No juzgo. Lo que encontré luego de extraviarse es la salud de algo venida de esta especial manera de acomodar. Con la escritura es parecido. Nada perdido por tiempo atrás y que se haya acarreado al presente es realmente atraíble ahora, pues por algo fue que desvié su interés. Acaso de ahí viene guardarlo todo, una cosa encima de otra, conservarlo por una sobreestimación equivocada, por una promesa de importancia para ver qué pasa. Es una trampa, y si algo escapara de ella, sería sólo una pieza de otra cosa más grande, como tantas hay en el museo del aburrimiento.
Imaginemos una ventana en lo alto. Soportando su peso, algo está fuera a punto de caerse asido apenas al borde del marco, entonces le brindamos una cuerda sólo para entretenernos viendo cómo al fin se le resbala. Hemos dejado que muriera lo que podría haber pervivido. No matamos. Es más fácil dejar morir y cruzarse de brazos. Dejar morir no parece tener relación con matar. No es ni siquiera un linchamiento. Lo creemos así. Tenemos derecho. El olvido es el verdadero juez de toda historia. Algo ha muerto, algo se ha colgado o arrojado y, en vano tributo a su historia, lo sepultamos con la cuerda entre las manos a fin de darle una mortaja que recuerde la vida, aunque sea la nuestra… Y si marcamos el teléfono escrito en el trozo de papel, el timbre sonará para nadie, como dentro de una caja, nada más.

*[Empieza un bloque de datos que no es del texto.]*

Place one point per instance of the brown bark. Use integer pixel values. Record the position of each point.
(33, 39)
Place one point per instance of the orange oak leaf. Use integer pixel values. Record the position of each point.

“Polvo al polvo”, dice uno; en cambio, lo muerto no dice nada. Aun así, lo ponemos lejos, no vaya a ser la de malas. El tiempo hace injustamente justo el mundo, lo hace como tiene que ser y eso nos faculta a enterrar todo. La vida se abre paso en la vida aplastándose como hojas que caen encima de otras.
Seremos recordados. Luego, invariablemente, olvidados. Las cenizas de muertos entre objetos de casa, la proximidad con las tumbas, el luto duradero, nos dan más un acento de muerte que de vida, porque la memoria de los muertos subsiste más al ponerla en la luz que lo nuestro, al ponernos en su sombra; un toque de muerte en la vida oscurece la vida.
No se entierra por la higiene de separar la vida de la muerte; se entierra para olvidar, si no se hiciera así, las tumbas estarían a nuestra altura y los que fueron un día recuerdos no se desvanecerían. Aún gritarían tantas infamias, ecos de asesinatos y desapariciones en el pozo, clamarían las familias que fueron borradas hasta el último fantasma por gobiernos brutales, nuestra propia infancia en su afán diseccionador tal vez nos torturaría. Aunque no lo queramos, adentro de la tierra no hay dignidad, no llega la luz ni se oyen las palabras.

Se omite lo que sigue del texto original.